For some time now I have been a double agent. By day I work among those who would guard against the frivolous waste of NHS resources but by night I consort with those who are most greedy for them. I am a GP trainee who has joined a National Childbirth Trust (NCT) group.
Emerging from my hospital rotations I wasn’t surprised by the minor ailments with which people attended general practice. What did surprise me was the legion of mothers attending with well babies earnestly asking if their baby’s poo was the right colour or if it was the right time to change the teat size on baby’s bottle.
These consultations surprised me for two reasons. Why were mothers so worried about these things? And why did they think a doctor was the best person to ask?
My answer came over the weeks of sitting in a circle discussing water births and placenta smoothies. A little knowledge is a dangerous thing and the NCT offers many little bits of knowledge about many complex things.
Despite my headline I actually support the aims of the NCT. Parenthood is scary and the NCT offers valuable guidance. The problem is that babies are infinitely varied things. The NCT can only ever provide ‘typical’ examples and can’t possibly hope to teach all the bewildering deviance from the norm that exists.

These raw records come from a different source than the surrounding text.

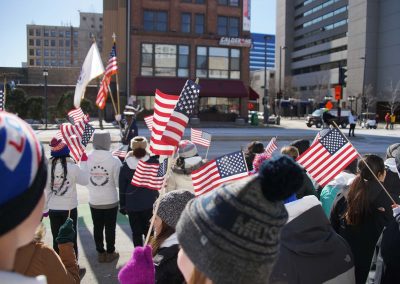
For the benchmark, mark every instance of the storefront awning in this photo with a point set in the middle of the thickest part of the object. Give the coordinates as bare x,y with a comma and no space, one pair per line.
253,95
146,86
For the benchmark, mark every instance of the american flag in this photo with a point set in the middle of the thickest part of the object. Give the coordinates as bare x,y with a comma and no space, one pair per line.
328,156
1,100
111,69
149,121
200,137
176,125
150,175
77,136
271,147
76,114
121,151
163,106
226,168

To safeguard themselves, every morsel of advice is caveated with the phrase, ‘if you have any concerns consult your GP’. And they do. Endlessly. The maternal obsession with poo was a mystery until I was handed an information pack that included a chart of what baby poo should look like. One mum diligently pinned this above her baby’s changing table and has been scrutinising her daughter’s productions ever since.
It is wrong to suggest that this technique is limited to the NCT. No doubt you have noticed the same mantra being repeated every 5 minutes throughout most magazine programmes. It seems that public health education gives with one hand and takes away with the other.
Health education is tricky. Ignorant people are clearly a danger to themselves but teaching people red flags without the basis for understanding them is asking for trouble. Much anxiety and valuable NHS time could be saved if the mother panicking about the ‘non-blanching rash’, which is actually milk spots, had known that a non-blanching rash is generally only significant if the child is ill at the time.
Seeing these happy babies is a pleasure, but it’s a worry because young, motivated mothers are very good at getting appointments whereas 60-year-olds with chest pain are not. And so the latter lose out; then die.
Having consulted with the greybeards of my training practice, the consensus was that these mothers should be asking Granny. If Granny doesn’t know, that’s the time to worry.
Imagine my dismay on my first paediatric A&E shift when a mum arrived complaining that her baby had ‘feeding difficulties’. Granny accompanied and was, as expected, telling everyone in earshot that the baby was fine. Mum was unconvinced. She was not reassured by Granny, she had not been reassured by the weighing and measuring of health visitors, and there was absolutely no way she could wait 48 hours for a GP appointment.
The penny dropped painfully. Three generations of universal health care and a frenzy of health journalism has created such a state of health neurosis that, not only can Granny not reassure our patients, but often neither can the health professionals whose attention they crave.
The easy answer is a return to paternalism. If we take the worry out of everybody’s hands and place it back in our own then perhaps the problem will disappear. The better answer is to improve public health education. We do need to educate people, but we need to find a way to educate them where every lesson does not end, ‘if you have any concerns consult your GP’.